Orlovsky didn’t reply.
“Do you remember the first time you went on a successful exploratory mission like that, Konstantin? Perhaps with the young lady who eventually became Mrs. Orlovsky and the mother of your children?”
“You do not actually expect me to answer a question like that!”
“I wasn’t asking for the details, Konstantin. I’m an officer and a gentleman. That would be like asking a fellow officer and gentleman what exactly he did on his honeymoon, and how often he did it. Bad form. All I was asking was if you remembered.”
Orlovsky failed in his attempt not to smile.
“Captain Cronley, you are very good. If I did not know who you are, and what you are trying to accomplish, I would believe that you were an amiable lunatic.”
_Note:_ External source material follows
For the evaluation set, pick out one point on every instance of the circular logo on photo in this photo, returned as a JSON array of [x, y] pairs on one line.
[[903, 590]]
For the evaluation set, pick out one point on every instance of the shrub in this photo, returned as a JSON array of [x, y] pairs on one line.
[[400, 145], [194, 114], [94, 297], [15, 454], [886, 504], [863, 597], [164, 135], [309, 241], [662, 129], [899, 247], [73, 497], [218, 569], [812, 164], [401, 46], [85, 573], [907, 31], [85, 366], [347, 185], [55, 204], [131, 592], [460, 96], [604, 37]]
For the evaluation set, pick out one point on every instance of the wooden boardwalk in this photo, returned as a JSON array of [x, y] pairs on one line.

“I remember my honeymoon well. Probably because it happened so recently and was so brief. Do you remember yours? Or was it so long ago that you’ve forgotten? Or maybe not all that pleasant?”
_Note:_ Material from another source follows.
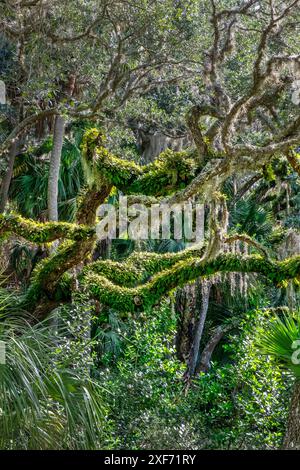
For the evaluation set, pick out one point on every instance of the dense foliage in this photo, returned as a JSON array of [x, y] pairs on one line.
[[149, 343]]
Orlovsky’s face tightened. He looked at Cronley in cold anger.
“Dunwiddie, I seem to have offended the major, wouldn’t you say?”
“From the look on his face, sir, I would say that you have. I don’t think he likes being reminded of his honeymoon. Or, for that matter, his wife. Or his children.”
Orlovsky turned his coldly angry face to Dunwiddie.
“Well, Konstantin,” Cronley went on, “since I’ve offended you—unintentionally, of course, I just didn’t think that anyone would want to forget his honeymoon—let’s see if we can find something safe to talk about.”
“Please do,” Orlovsky said, meeting his eyes.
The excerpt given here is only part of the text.